Nine large sheets of glass rested on short aluminum cylinders just above
the terrazzo flooring of Galerie UQO. They appeared to hover around the
perimeter of the space. The panes were painted in Yu's signature brushed oil,
each composed of two bands flanking a central square. Essentially, they are
square paintings on rectangular supports, articulated in a restrained range
of matte blacks, greys and clear glass, creating varying degrees of transparency.
Each "non-painting painting," as Yu calls them, is a distinct combination
expressing a relational individuality. Together they conjure the in-between
of above and below, demarcated by a membrane of glass.
Yu shifts our physical experience of painting from parallel to perpendicular,
resituating our verticality and undermining our hierarchical gaze. In this
installation, Yu folded space on the horizontal plane; her paintings held the
weight of the air above while framing and revealing the space underneath.
They expanded upwards and extend below, marked by their shadows.
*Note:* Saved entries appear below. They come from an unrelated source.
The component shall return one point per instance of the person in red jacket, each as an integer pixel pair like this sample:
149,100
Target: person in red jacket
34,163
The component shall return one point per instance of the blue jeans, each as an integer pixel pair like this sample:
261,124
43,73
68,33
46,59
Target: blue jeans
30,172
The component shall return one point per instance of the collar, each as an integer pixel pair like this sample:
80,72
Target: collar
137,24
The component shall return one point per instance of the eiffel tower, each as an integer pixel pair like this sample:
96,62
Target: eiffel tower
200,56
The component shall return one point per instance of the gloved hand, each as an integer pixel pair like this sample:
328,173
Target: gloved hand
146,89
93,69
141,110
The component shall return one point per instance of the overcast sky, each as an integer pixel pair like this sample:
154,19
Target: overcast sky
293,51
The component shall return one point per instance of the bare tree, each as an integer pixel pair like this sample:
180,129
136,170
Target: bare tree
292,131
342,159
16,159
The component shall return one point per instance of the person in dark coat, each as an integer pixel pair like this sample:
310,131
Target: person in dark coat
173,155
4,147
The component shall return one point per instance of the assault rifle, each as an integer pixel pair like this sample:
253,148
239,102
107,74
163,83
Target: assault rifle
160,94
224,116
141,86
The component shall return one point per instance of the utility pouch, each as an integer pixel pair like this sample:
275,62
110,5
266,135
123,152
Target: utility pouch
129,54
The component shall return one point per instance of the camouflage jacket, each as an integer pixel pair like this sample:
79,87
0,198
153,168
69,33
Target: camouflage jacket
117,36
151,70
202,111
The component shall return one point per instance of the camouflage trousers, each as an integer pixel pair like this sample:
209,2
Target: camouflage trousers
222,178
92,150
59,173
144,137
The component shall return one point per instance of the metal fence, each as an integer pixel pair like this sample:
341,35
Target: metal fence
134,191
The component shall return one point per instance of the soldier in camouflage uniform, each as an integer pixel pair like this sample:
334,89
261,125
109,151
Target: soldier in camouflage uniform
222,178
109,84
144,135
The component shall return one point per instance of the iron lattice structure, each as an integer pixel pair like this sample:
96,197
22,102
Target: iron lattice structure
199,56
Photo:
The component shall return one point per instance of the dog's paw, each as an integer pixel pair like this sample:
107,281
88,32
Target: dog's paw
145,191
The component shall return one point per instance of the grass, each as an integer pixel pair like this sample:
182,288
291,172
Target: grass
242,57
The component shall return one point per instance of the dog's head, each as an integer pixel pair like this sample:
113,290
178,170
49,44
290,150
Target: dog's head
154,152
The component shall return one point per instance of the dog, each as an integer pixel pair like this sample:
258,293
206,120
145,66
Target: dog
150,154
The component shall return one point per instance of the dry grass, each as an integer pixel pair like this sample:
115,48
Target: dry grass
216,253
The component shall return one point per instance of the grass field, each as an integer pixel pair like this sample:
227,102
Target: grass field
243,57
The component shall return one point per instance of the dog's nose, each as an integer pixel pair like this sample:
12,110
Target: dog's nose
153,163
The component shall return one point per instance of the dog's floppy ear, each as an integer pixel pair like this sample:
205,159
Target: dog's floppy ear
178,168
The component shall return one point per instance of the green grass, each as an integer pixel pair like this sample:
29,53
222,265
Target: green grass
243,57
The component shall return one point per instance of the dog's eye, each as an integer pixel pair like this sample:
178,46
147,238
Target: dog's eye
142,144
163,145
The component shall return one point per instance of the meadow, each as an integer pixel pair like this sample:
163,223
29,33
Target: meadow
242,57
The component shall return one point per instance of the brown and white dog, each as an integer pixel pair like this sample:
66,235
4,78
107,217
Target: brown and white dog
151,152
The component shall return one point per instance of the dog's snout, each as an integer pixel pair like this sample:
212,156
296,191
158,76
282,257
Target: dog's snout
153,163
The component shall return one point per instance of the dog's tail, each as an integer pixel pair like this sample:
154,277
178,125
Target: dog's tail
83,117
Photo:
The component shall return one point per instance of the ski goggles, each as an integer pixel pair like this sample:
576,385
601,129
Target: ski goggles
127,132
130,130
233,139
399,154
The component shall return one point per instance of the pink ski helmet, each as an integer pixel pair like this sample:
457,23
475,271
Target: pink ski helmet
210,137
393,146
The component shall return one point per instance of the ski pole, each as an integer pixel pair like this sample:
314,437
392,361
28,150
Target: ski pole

Yu has
made the perceptual illusion of space tangible.
In winter, the blue grey of the Kitchissippi River mirrors the grey blue
of the sky. The clouds are brought down to the water's surface, evoking
the refrain of Taqralik Partridge's poem "Sea Woman": "I, I, bring the clouds
to the ground I I, I am always t raveling down." Yu's marks on glass are
similarly reflective. There is balance and precariousness, solidity and
emptiness, confidence and doubt. Yu is as articulate in painting as the river
is ancient.
She also makes evident the fragility and danger of these suspended flat
glass paintings. Traversing this determinedly horizontal installation, we become
aware that we need to simultaneously care, be careful, and take care. Yu's
ability to parse fine and poignant perceptual distinctions reveals her as highly
attuned to power dynamics, and each pane becomes, in turn, a sensitive and
resonating membrane through which to perceive.
I sense the impossible work of mourning in these works, mourning as
a reflexive process in which the artist's subjectivity repeatedly appears and
disappears; like her, we move between subject and reflection. Yu is coming
to terms with her position as a painter committed to the language of
abstraction in this space in which she may or may not have been invited,
may not be unwelcome and may never be able to belong. Her paintings
are held in a superstratum, perhaps superfluous, connected yet uprooted,
parallel to the solidity of the floor, but breakable, removable. This, she
suggests, is her state of continual unbelonging: "jinny yu perpetual guest"
are the words that greet us as we exit.